Desde criança (e faz muito tempo!), eu ouvia das pessoas mais velhas, principalmente as encarregadas de nossa educação, um rifão amedrontador às cabeças infantis: ‘’cuidado, o homem do saco pode pegar você por malcriações, se não for bem na escola, se sair sozinha, se não comer".

E assim, o boato era um verdadeiro meio de coação moral e física para qualquer pequeno que pretendesse sair dos eixos.

Essa figura de contos de terror, que poderia facilmente competir com as criaturas malévolas escondidas no mundo das trevas da imaginação, era (é) personificado nos mendigos nas ruas, e das ruas.

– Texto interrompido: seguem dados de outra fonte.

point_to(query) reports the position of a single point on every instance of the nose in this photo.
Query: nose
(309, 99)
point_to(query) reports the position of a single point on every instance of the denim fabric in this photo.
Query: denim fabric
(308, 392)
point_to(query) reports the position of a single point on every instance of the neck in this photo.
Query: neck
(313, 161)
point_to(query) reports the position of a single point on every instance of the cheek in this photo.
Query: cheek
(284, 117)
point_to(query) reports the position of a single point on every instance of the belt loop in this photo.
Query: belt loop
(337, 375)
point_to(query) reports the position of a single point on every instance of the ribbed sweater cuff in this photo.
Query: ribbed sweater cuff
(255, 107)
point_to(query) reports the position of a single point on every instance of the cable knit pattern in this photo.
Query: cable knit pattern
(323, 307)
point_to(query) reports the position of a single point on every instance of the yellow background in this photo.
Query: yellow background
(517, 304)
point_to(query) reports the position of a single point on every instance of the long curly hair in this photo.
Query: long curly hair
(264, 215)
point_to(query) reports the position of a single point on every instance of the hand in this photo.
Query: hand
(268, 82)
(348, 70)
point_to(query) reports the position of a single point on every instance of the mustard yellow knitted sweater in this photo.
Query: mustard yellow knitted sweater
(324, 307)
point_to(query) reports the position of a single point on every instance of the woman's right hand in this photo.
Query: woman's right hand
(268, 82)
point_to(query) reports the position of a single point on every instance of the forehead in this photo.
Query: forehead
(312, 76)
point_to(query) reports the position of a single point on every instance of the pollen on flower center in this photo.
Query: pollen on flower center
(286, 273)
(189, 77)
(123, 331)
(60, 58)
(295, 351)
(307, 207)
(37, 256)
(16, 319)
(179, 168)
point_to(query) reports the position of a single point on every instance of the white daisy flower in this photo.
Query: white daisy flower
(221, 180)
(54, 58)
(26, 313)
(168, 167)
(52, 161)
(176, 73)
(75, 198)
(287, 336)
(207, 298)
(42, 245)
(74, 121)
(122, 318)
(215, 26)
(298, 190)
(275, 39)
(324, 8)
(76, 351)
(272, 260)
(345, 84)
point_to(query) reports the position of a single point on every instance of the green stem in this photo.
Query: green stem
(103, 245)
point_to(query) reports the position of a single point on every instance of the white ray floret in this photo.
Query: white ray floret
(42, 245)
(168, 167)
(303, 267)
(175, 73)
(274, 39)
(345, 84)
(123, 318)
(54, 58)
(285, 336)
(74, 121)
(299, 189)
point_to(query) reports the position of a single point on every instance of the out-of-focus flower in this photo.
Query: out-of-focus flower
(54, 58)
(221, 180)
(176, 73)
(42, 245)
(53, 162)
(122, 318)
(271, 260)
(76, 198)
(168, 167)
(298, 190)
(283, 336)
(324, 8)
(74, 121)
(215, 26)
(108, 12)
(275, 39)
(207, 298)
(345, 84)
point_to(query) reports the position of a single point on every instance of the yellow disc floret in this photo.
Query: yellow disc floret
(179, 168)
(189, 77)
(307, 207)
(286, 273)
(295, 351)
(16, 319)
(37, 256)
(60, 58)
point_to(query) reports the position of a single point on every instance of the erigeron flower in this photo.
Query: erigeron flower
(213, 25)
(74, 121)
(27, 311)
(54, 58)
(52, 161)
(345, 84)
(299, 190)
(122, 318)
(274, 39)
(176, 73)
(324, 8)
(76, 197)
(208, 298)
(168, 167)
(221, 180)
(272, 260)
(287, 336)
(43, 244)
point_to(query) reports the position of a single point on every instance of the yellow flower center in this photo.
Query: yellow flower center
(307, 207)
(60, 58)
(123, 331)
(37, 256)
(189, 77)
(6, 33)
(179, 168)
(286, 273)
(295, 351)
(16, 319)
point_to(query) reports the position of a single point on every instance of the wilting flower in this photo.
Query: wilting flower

Literalmente tentávamos entrar embaixo das saias de nossas mães, tias, madrinhas, fosse lá quem estivesse conosco naquele momento que avistássemos um deles.

Na verdade, criada numa cidadezinha de interior, essas pobres figuras eram poucas na época, e quase todas, tinham nome e sobrenome.

Eram geralmente parentes de famílias da cidade que, por alguma razão, se desgarravam do sistema e viravam transeuntes indesejáveis, que as crianças tanto temiam.

Naqueles tempos não existiam motivos, para terem medo daqueles pobres coitados que eram ajudados por todos.

Nos acostumamos a ver essas criaturas infelizes, achando até normal e parte da sociedade, e desta forma, a humanidade caminhou com a sombra de si mesmo representada por estes marginalizados.

Mas, hoje os tempos são outros e eles estão em todos os lugares por onde passamos. O lamentável é que agora, eles são invisíveis, para quase todos nós.

Passamos por eles desviando o olhar e tentando distrair nossos filhos, netos, sobrinhos para que não os percebam também. Se possível, mudamos até o caminho, não os enxergamos como seres humanos, porque hoje temos enraizado em nós o ‘’medo’’.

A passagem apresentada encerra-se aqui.